I was in school that morning at P.S. 235 Elementary, about 15 blocks from my house. I remember being confused as the teachers rolled a fatback Panasonic TV on a cart into the classroom and turned on the news. We watched the planes hit the towers on a loop before running to the corner classroom windows and seeing the clouds of black smoke in real-time.
The adults were quiet and the students were contemplative. I remember walking home while others were picked up. My grandparents opened the door for me and said Pops was asleep.
I held onto the bottle of cinnamon and turned away from the sky finally, shaking myself out of my reverie then. There are giant black ants from the yard coming into the front room. We’ve attacked those irritating bugs with everything from the kitchen sink to chemical warfare. Vinegar. Bleach. Boric acid. Cinnamon, at least, smells better than the alternatives and makes my sisters infinitely happier.
The parkway was also quiet and different for Labor Day weekend, and most of that suspended disbelief has lingered.
Besides the sounds of soca, laughing, and cursing coming from someone’s front porch party there wasn’t much action. Still, cops hung out on the corners, clumped together under huge towers and floodlights attached to those loud, humming generators. Guys perched in front of the liquor store in little chairs or on top of crates. Protesters gathered somewhere. People were still shot or shot at.

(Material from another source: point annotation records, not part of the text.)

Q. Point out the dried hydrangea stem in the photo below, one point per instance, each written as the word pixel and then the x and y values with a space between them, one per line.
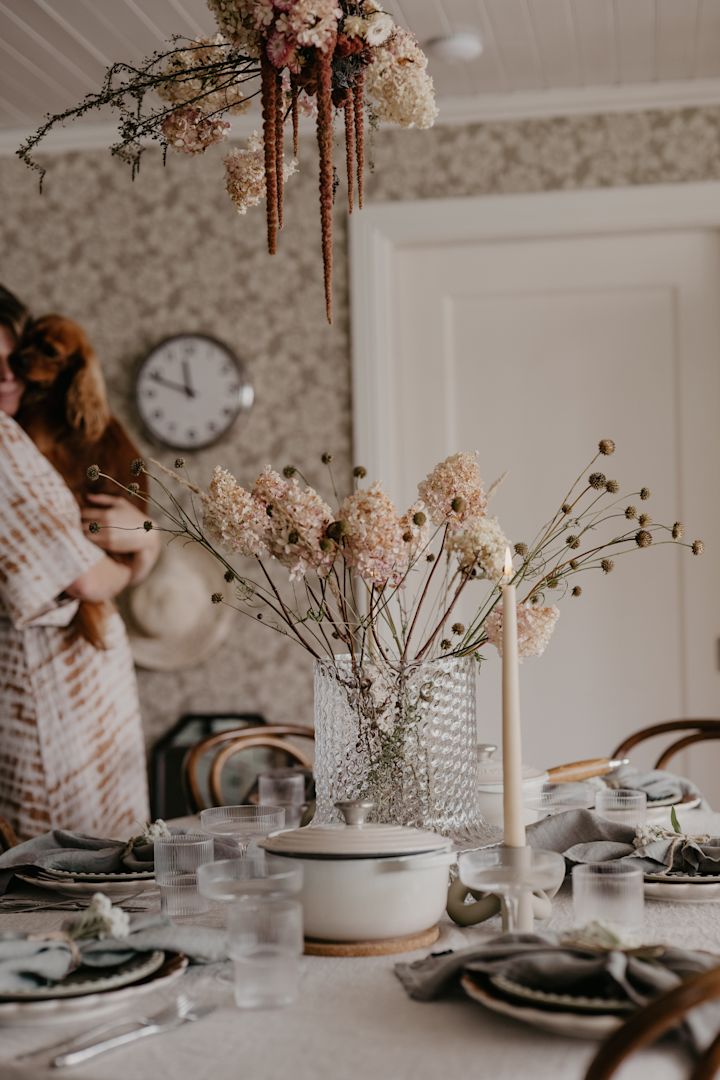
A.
pixel 350 152
pixel 295 94
pixel 269 122
pixel 358 103
pixel 325 148
pixel 280 150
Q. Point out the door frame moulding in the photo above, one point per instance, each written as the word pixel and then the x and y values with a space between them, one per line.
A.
pixel 382 229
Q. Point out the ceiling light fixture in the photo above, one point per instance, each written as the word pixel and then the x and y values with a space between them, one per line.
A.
pixel 458 48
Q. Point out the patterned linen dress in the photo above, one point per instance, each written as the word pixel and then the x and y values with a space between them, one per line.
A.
pixel 71 751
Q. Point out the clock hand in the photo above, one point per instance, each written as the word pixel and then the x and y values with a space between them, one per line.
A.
pixel 188 380
pixel 172 386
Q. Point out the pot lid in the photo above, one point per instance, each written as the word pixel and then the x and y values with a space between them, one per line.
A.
pixel 355 838
pixel 490 768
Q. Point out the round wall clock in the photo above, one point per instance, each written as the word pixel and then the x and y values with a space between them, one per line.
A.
pixel 190 390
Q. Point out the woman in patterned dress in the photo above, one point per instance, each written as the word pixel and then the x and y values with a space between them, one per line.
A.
pixel 71 752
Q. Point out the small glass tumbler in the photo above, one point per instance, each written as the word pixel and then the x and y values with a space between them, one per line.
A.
pixel 284 787
pixel 235 827
pixel 610 893
pixel 265 940
pixel 176 861
pixel 622 805
pixel 558 798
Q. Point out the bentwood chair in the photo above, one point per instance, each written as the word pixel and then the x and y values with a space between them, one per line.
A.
pixel 269 745
pixel 8 838
pixel 700 730
pixel 648 1024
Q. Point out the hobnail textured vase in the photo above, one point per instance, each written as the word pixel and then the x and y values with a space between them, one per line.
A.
pixel 405 738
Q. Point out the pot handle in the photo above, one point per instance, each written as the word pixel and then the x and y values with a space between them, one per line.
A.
pixel 418 862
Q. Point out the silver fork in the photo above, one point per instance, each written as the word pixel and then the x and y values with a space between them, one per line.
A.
pixel 130 1024
pixel 181 1012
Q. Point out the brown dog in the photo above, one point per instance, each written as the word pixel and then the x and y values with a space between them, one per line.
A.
pixel 66 414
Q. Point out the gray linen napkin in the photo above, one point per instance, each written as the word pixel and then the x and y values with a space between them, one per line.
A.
pixel 29 960
pixel 62 850
pixel 655 783
pixel 545 961
pixel 582 836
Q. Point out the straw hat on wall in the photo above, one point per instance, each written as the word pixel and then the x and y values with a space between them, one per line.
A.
pixel 171 620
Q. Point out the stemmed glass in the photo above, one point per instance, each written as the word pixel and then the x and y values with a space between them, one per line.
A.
pixel 239 826
pixel 511 873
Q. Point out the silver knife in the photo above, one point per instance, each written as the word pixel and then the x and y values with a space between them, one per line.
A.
pixel 157 1026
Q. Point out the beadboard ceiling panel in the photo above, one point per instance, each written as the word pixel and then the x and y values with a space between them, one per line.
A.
pixel 540 56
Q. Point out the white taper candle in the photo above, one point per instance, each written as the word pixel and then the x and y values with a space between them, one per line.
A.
pixel 513 814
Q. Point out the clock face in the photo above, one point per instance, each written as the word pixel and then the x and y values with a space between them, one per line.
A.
pixel 190 390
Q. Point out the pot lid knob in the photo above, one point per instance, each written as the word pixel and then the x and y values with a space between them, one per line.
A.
pixel 485 751
pixel 355 811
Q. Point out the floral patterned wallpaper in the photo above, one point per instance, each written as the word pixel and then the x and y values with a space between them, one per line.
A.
pixel 135 262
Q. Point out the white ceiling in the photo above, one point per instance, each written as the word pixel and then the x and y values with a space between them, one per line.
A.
pixel 540 56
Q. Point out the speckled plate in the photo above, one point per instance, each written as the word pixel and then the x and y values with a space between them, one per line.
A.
pixel 86 981
pixel 685 891
pixel 96 1003
pixel 571 1002
pixel 126 887
pixel 557 1022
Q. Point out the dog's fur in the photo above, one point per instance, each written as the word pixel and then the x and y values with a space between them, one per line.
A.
pixel 66 414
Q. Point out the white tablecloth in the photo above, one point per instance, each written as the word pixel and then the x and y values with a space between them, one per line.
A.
pixel 354 1021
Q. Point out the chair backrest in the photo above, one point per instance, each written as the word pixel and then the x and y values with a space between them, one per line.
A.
pixel 652 1021
pixel 700 730
pixel 227 744
pixel 168 795
pixel 8 838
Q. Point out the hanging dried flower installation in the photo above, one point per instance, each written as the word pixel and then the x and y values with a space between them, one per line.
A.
pixel 341 59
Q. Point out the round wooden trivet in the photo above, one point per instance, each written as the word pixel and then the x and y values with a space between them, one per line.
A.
pixel 383 947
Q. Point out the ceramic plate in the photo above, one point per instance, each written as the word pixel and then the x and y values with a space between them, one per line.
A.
pixel 70 887
pixel 96 875
pixel 59 1010
pixel 568 1001
pixel 93 980
pixel 575 1025
pixel 679 878
pixel 681 892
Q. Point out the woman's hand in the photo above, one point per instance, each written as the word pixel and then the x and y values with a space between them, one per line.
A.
pixel 122 531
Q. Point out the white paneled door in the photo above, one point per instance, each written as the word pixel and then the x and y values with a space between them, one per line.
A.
pixel 529 327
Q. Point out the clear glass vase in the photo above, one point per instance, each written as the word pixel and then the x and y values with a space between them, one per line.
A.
pixel 403 737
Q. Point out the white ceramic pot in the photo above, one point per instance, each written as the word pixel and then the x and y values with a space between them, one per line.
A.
pixel 364 881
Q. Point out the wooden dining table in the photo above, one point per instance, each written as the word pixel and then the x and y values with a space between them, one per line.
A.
pixel 354 1020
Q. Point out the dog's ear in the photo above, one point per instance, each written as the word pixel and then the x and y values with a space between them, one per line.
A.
pixel 86 404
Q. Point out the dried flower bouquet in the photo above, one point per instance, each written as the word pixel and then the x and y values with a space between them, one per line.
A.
pixel 383 585
pixel 324 57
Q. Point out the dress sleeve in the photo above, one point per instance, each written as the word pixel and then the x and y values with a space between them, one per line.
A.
pixel 42 547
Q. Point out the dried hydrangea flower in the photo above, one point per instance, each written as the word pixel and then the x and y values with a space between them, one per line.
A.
pixel 374 542
pixel 397 82
pixel 245 175
pixel 190 131
pixel 458 477
pixel 534 629
pixel 481 543
pixel 232 517
pixel 299 511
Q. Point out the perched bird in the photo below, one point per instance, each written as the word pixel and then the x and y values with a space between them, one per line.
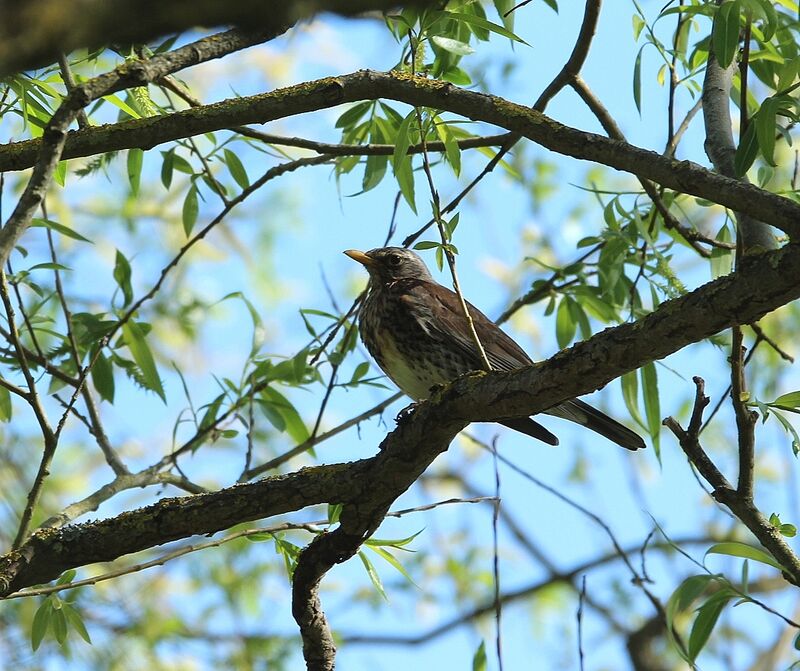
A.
pixel 416 330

Some things stayed the same. Some things jarringly changed, like our house. We’ve spent so much time here these last few months that it seemed natural to renovate it to keep up with those neighbors that water their lush grass at 8 p.m. and then stare at it in admiration.
Our fences and porch railings have rusted to the point of danger, browned in some corners where the white paint has chipped off. The bricks had needed filling for some time. No time, like Corona times.
The contractor we hired wears a turban and looser, sturdier jeans that show off a standard plumber’s crack characteristic of a man who works skillfully with his hands. The racist tendency to attack the unknown after a large catastrophic event simmers down after a few years and becomes unacceptable once again. Islamophobia and fear of terrorism, much like anti-Chinese or anti-Black rhetoric is hard to stamp out completely when it comes to people’s sense of safety. Eventually, humans remember that not everyone from that other tribe is out to get them.
He ripped up all the decades-old concrete slates to replace it with the new ones yesterday.
It’s been 19 years since the September 11th attacks and 27 years since the first World Trade Center bombings. People, by the look in their eyes, are still quiet and haunted by yet another cataclysmic event threatening New York lives, and the students are still shocked into contemplation about the world in a way most adolescents don’t delve into without trauma.
And by the time I got home, Pops was asleep as usual. Softly he murmured with his eyes closed that he couldn’t ever remember a time without the parade. I sat on the floor in the dark next to him and thought I could hardly remember a time without the memorial lights.